Drops fell on her face.

The woman faded.

Marley wiped at her cheeks, wiped away tears shed by the other.

“Pearl Brite,” Gray said beside her.

Stunned, she shook her head. “You saw her, too,” Marley whispered, trying to turn toward him. “How?”

“I don’t know, but I did. And I’ve seen her pictures. Nat showed me.” He lifted the blankets and climbed into the bed beside Marley, took her in his arms and held her tightly. “Do we need help from someone with greater…with more of whatever we need to deal with this?”

She sighed and pressed her face against his neck. “Each of us—those of us with parapsychological gifts, must carry our own burdens. That’s a law we live by. I was given a task
to perform and I must do it. There are people in my family who are stronger than I am, but this isn’t their task to deal with and in trying to protect me, they could do something I couldn’t bear. They could seal off any chance I have to get to the ones who need me.”

“You mean you must try to save Liza and Amber, and now Pearl, on your own?”

“Yes.”

“But I’ve heard and seen things, Marley. Just as you said, I have powers, too, and they’re getting stronger. There were voices that came out of a whispering mass that told me I must protect you. They said I must be prepared to fight for you. And I am. I’ll do anything to keep you safe.”

She heard the slow, hard beat of her heart. “The Bonding,” she said. “I had forgotten all its parts.”

“Explain.”

“We are bonded, you and I. By a physical, sexual dynamic that was preordained. You have felt the pain and the strangeness and so have I. We will never touch without total awareness of each other. There is more, but I’m too tired now. Because we have a Bonding, we are responsible for each other. The Ushers must have sensed what has occurred between us.”

“Ushers—”

“The voices you heard. They are my guides. To a degree, my protectors, although they tend to panic when they worry about me.”

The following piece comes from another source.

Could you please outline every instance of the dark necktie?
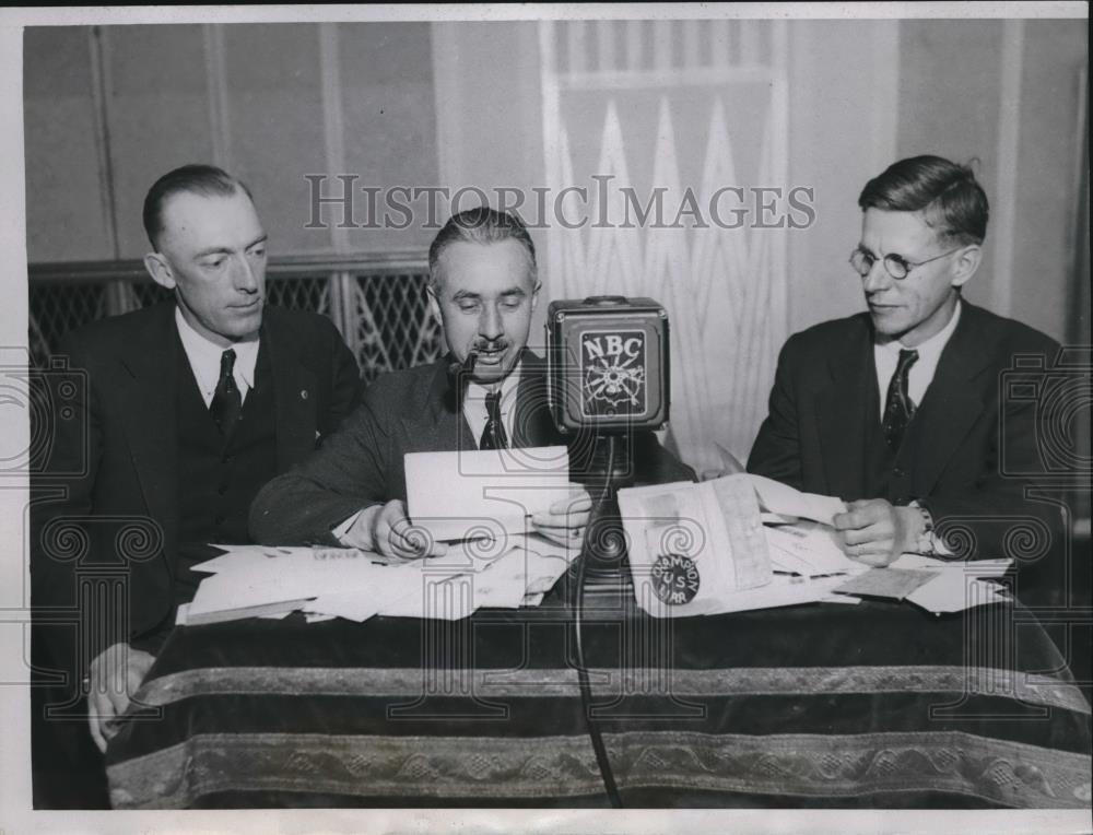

“I know how they feel,” Gray said. “Tell me more about this Bonding.”

The thought intimidated her. “In time, Gray. I have an unusual heritage, more unusual than you’ve guessed.”

“I doubt it, sweet cakes.”

“Sweet cakes?” The words exploded from her. “I’ve never been called—”

“Well, you have now. And I never called anyone that
before, so you’re special.” He sounded smug. “What the hell do we do next? I’d better bring Nat up to speed.”

“He can’t help,” Marley said. “It will be up to me.”

“Who is the other one?” Gray asked. “The man on his own?”

She let her eyes close. “What man?”

“The one I saw. Tall with long hair that’s turning gray. His face is young.”

Marley held her breath. “Where?”

“In your workroom. Then at Myrtle Wood. He said he was your mentor.”

“Mentor?”

“I think…I think he’s a ghost.”

He held her tighter. Her eyes were wide-open now and she stared at his dark shape. “Are you sure?”

“How would I know? I never saw a ghost—”

“No. Are you sure he said he was the Mentor?”

For an instant he was quiet, then he said, “Yes, that’s it. The Mentor. He told me…he warned me to be watchful for you.”

Gray had seen the Mentor, talked to the Mentor. There couldn’t be any doubt of his existence—it was all true. And Gray was Bonded to her.

“Are you okay?” he said.

“I will be. I’ll know when it’s time to go for Pearl. The Ushers will agitate.” She looked at the gleam of his eyes and wrestled with the notion that he could well develop a mirror image of her skills. How would he deal with that? Or not deal with it? “I need to eat first.”

Gray leaped from the bed and said, “I hope to hell there’s chocolate in this place.”